自分の住んでいる場所はいわゆる過疎地域です。でも何もない場所だからこそ、ここで新しい仕事を生み出すことができれば、若い人たちが地元に残ってくれるかもしれないと考え公務員からの転職を決意し、新たな道へと踏み出しました。

作業が終わった後に山を見ると達成感があってとても気持ちがいいです。自然の中で働くことができることが1番の魅力です。
(合)コノミ林業では造林を主として行なっています。大分県北部では鳥獣害対策として近年主流となっている、ツリーシェルターを設置しています。
造林はチームでサポートをしながら自分のペースで進めることができます。子どもの体調が悪いときもお休みをいただくこともできますし、その分別の日に仕事を調整しています。
そういった意味では、仕事と家庭のバランスが非常にいい感じで取れることも魅力ですね。

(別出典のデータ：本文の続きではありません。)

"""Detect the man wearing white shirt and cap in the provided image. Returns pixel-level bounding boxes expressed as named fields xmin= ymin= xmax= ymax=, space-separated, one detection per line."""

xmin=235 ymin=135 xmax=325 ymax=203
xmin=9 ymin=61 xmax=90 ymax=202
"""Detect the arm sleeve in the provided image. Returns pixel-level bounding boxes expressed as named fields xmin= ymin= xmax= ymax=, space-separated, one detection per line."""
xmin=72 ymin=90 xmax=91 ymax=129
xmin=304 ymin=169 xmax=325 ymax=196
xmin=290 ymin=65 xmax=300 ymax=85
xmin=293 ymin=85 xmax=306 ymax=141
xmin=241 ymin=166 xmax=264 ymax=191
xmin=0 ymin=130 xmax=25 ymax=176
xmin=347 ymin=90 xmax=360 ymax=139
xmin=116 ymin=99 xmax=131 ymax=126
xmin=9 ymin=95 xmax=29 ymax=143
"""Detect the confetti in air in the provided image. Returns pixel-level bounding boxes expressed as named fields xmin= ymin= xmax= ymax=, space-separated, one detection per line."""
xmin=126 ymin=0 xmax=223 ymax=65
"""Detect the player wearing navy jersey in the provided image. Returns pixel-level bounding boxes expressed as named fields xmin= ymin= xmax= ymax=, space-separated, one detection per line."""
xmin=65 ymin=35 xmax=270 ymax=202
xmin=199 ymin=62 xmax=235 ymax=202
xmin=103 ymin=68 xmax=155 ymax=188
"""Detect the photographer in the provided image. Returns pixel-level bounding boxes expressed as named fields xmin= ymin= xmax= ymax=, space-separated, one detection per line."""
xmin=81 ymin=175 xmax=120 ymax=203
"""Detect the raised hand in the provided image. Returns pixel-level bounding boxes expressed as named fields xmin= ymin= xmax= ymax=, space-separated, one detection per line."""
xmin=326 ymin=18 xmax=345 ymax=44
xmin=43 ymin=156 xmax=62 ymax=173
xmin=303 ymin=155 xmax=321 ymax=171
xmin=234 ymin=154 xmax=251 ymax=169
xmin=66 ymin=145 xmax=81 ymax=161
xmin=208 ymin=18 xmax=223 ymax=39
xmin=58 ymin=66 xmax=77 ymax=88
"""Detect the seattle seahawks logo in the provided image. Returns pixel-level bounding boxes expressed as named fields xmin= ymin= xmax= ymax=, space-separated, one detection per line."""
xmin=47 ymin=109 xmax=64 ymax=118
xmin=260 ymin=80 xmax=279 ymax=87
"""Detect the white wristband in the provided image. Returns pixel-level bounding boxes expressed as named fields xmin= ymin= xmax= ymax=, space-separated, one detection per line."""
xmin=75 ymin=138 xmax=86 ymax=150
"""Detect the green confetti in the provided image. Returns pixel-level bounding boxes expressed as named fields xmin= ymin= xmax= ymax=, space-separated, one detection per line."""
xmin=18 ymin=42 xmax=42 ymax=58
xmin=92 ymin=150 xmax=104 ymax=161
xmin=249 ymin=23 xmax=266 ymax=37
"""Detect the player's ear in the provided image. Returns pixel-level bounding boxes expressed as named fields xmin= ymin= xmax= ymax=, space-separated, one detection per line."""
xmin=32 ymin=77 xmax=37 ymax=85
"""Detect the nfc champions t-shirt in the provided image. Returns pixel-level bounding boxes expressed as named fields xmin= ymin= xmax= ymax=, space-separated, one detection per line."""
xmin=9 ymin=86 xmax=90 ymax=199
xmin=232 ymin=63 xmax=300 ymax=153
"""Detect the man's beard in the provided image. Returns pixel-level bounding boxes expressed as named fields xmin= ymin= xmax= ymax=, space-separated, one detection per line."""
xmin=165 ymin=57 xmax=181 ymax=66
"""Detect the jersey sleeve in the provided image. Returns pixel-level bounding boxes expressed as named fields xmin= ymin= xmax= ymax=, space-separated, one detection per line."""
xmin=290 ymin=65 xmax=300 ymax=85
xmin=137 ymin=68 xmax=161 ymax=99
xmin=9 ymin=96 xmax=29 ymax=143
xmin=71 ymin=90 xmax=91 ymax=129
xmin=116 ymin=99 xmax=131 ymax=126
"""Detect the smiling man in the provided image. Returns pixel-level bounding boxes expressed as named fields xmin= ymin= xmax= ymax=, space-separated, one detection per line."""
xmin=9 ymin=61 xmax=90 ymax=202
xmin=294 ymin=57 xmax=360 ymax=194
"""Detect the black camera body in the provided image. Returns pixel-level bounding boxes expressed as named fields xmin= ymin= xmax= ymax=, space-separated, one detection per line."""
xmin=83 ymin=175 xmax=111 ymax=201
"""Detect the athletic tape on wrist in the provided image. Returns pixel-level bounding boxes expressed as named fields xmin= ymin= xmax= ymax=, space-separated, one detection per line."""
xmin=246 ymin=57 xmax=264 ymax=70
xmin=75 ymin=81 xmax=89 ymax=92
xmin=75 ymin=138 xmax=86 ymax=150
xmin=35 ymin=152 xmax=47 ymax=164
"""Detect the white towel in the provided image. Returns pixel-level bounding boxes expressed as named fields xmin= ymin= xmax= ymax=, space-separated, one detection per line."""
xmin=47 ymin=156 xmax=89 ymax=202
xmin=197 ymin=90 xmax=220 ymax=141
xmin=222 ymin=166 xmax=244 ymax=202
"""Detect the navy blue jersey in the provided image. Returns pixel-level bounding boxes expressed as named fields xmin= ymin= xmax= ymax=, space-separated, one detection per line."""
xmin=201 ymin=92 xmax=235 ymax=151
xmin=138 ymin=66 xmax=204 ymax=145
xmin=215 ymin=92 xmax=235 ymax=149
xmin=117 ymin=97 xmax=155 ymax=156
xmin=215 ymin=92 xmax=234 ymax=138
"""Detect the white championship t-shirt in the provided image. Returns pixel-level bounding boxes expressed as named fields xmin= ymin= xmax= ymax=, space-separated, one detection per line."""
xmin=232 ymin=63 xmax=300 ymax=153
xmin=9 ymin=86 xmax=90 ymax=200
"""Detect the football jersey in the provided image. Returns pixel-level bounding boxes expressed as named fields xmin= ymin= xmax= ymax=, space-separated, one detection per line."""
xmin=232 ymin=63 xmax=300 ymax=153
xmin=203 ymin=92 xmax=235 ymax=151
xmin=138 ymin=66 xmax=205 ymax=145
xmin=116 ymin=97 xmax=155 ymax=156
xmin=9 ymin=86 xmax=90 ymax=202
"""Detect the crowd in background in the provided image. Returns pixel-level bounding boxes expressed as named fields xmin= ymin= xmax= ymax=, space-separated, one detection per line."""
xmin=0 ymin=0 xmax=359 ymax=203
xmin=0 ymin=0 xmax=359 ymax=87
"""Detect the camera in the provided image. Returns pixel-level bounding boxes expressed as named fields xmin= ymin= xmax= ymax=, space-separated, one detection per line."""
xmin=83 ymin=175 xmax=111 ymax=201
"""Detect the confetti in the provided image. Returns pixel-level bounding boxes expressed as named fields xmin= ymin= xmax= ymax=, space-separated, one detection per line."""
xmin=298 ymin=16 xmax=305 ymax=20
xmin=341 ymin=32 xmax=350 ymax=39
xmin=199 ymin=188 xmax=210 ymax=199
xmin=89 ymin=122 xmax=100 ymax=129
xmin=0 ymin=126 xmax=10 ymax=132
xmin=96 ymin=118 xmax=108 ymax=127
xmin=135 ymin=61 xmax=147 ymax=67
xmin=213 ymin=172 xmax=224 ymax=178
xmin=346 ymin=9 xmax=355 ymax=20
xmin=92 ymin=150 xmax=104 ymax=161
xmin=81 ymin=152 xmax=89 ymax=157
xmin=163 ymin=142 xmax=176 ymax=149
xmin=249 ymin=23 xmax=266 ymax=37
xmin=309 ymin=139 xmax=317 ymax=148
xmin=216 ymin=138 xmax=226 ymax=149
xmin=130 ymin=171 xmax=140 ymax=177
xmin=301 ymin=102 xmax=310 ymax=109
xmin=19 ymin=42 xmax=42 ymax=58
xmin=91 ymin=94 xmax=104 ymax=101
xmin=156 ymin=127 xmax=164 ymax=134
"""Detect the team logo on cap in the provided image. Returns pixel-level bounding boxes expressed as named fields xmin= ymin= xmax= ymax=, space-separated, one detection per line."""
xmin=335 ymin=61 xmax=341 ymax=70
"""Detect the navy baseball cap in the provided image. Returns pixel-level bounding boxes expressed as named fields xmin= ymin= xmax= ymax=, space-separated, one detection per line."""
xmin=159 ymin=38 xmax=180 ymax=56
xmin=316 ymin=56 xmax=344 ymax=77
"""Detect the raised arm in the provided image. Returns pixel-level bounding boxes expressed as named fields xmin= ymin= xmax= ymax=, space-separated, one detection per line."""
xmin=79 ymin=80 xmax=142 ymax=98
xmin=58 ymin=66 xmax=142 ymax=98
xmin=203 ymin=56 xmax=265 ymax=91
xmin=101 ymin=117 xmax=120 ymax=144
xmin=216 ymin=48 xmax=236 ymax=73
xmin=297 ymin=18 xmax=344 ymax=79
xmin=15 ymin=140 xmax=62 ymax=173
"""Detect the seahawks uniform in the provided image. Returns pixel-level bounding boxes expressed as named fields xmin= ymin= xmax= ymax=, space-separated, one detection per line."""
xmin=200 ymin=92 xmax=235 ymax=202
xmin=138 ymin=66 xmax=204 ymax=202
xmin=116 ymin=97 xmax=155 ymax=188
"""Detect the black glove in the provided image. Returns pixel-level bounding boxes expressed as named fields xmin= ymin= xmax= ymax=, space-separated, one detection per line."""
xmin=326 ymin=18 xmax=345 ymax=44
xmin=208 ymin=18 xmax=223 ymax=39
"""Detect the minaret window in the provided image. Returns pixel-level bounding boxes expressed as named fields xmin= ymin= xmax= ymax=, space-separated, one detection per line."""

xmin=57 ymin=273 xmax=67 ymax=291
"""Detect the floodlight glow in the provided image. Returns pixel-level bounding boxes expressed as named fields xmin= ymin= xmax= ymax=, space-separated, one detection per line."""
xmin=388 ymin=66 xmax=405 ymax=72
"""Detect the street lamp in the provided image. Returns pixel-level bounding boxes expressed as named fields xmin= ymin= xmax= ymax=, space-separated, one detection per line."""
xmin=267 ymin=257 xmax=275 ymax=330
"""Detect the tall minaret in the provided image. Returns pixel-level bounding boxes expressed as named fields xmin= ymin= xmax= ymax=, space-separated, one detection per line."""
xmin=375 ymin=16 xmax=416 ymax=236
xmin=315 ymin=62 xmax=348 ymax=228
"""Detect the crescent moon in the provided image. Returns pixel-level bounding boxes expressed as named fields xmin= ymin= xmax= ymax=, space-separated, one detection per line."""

「林業で大変なことある?」と良く聞かれるんですけど、本当に何もないんです(笑)
活動量は多いので肉体的には疲れますが、疲労よりも達成感の方を強く感じますね。自然と体も締まってきて、ジムにいく必要がなくなりました。
ですが強いて言うなら、やはり夏の暑さは厳しいものがあります。
夏場は、苗を植えた場所の草刈りを行なっていくのですが、日陰がほとんどない場所での休憩になることもあります。暑さ対策として、空調服を着ることと、水分補給・塩分補給をこまめに取ることを意識しています。

子どもの学校行事への参加や、林業と並行してグランピング施設『星TO虹』の運営を行なっています。
『星TO虹』は、自宅の周りの水田の段差を利用してテントを張って、1日限定3組のグランピング施設です。地元添田町の食材を使用したBBQを提供したり、田舎体験ができるプログラムをご提供しています。

私は林業と自営業の兼業ですが、林業はいろんな組み合わせの働き方ができる仕事です。特に造林業では計画性を持って取り組めば、生活とのバランスを取りやすい働き方でもあります。働き方の選択肢のひとつとして、ぜひ林業を選択してもらいたいです。
私は林業を始めて家族の時間を取ることができるようになりました。自然の中でのびのびと働くことができて、本当に転職して良かったと思っています。

合同会社 コノミ林業
上田 潤さん
福岡県添田町出身
40代・1年目
添田町でグランピング施設を経営。4児の父。